Government figures show that at least 80,000 people work in ICT, and that number is rising all the time. Software engineers, hardware developers and everything in between are in high demand.
Because of the global nature of ICT development, the expectation for Norwegian language ability tends to be lower. This makes it easier for a foreigner to get a foot in the door, although you’ll be expected to learn the language in the long run.
A good place to start is IKT Norge, or ICT Norway as they call themselves in English. IKT Norge is the interest group for the industry, representing companies large and small. It is not a union and companies join rather than individuals, but it’s still worth keeping an eye on them to get a feel for the latest developments in the industry. One of those trends is outsourcing.
Several companies have been founded by entrepreneurial Scandinavians to take advantage of geo-arbitrage. That’s essentially the concept of earning in Norwegian kroner and spending in another currency where costs are lower. In this scenario, it means earning Norwegian fees while hiring foreign workers in cheaper countries to do the work.
How this works in practice is actually quite simple.

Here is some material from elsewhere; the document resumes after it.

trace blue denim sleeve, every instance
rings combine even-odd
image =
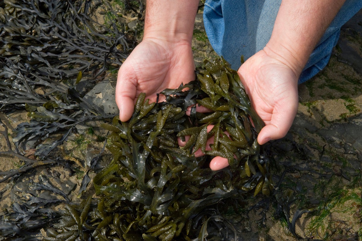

Typically, they base a company of local developers in countries with a lower cost of living. Then, they use a smaller team of Norwegian-speaking staff to communicate with their clients.
However, this is far from the only game in town. As exchange rates have shifted, paying for services in Euro has become much more expensive for Norwegian companies. This—along with difficulties of workflows and communications—has led to the popularity of insourcing.